At this point I still have no idea what the emergency is or even what I am supposed to be doing. I just slip into my fancy rubber boots and slide on my fashionable blue coveralls and hope for the best. Turns out that a feed auger in the barn needed to be repaired. So our job was to first manuver pigs around to get as many as we could out of the pin that the feed motor was in. Armed with pretty plastic sort boards we begin the hearding process. I have a huge bruise on my knee as a result of a 200 pound pig that decided he did not want to go the same direction as everyone else. Oh, well. No worse for wear. The second job requires Aaron to teader on a plastic bucket while he fights with some bolts and a heavy motor. My job during this is to make sure the remaining pigs in the pin do not chew on Aaron or his tools. Have I mentioned we are on slatted floors? That means anything you happen to drop is forever Aaron's pliers and his previous pliers and several bolts. I think there might be a cell phone down there too. Well, after everthing is replaced (luckily his brother showed up just in time to help hold the motor and what-nots) the pigs had feed again and Aaron could finally calm down.

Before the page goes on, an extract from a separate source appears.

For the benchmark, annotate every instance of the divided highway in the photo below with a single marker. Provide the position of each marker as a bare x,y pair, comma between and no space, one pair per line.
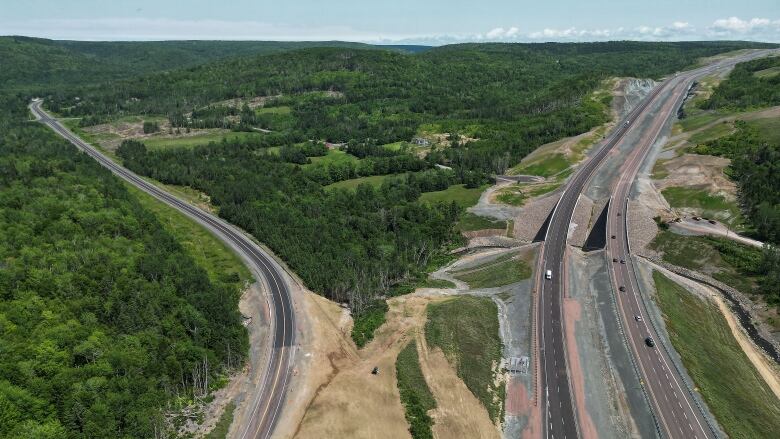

All-in-all it was a good time...well, sort of but not really. The point is the pigs come first and we gave up our supper time to ensure the pigs got their supper time.

Farmers care about their livestock and that's the truth!


  1. I'm glad you managed to get the feed auger fixed. Our well has gone out a few times, and we make sure we get the water for our cows taken care of before we get water for ourselves. The animals definitely come first!

    1. Thanks for the comment Marybeth. I love the great cow pics on your google+ page. It's good to see farmers out there putting the animals first.